This shift in Republican priorities is opening up the way for social moderates and libertarians to back Republican candidates in the 2010 elections. The libertarian strain in the American electorate has long been neglected by the mainstream media. But, through the Tea Party, it has gained ascendancy on the right. Those who want the government to stay out of both boardrooms and bedrooms have come to dominate the party and its nominating process.
Not so fast, say Kathryn Jean Lopez and Ramesh Ponnuru.
As Ponnuru says:
As for social issues not counting in the primaries, let’s look at the results of seriously contested primaries. Many of the pro-life establishment candidates won (McCain, Fiorina, Ayotte); none of the pro-choice establishment candidates did (Castle, Murkowski, and you could even count Crist and Specter depending on when you start the review).
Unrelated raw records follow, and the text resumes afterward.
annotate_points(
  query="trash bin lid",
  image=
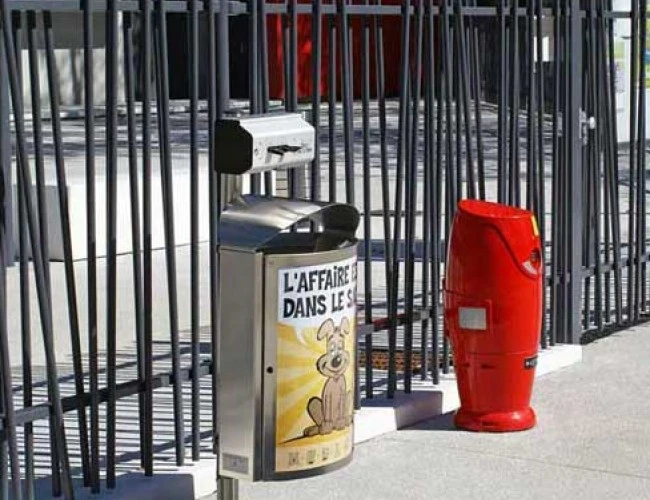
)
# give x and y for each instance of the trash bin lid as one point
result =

In three states establishment pro-life candidates lost (Lowden, Greyson, Norton) but in each case to pro-life insurgents. That none of the tea-party candidates in these races has been pro-choice is a fact so obvious that we don’t even think about it.
And as KJL says:
I actually believe we’re at this beautiful moment where people are in such a mood for common sense in governing that things like a universal Hyde Amendment and de-funding Planned Parenthood are absolutely coalition wins. Fiscal conservatives and the most dedicated anti-abortion activist can agree here. That’s not losing clout. It’s travelling the road to victory on the human-rights issue of our time.
I particularly like that last line as I've always been a little uncomfortable with abortion (and other direct threats to human life) being vaguely defined as a "social issue" when it is really "the human-rights issue of our time".
Finally, a poll released this past week actually indicates a high degree of overlap between Tea Party activists and "social conservatives".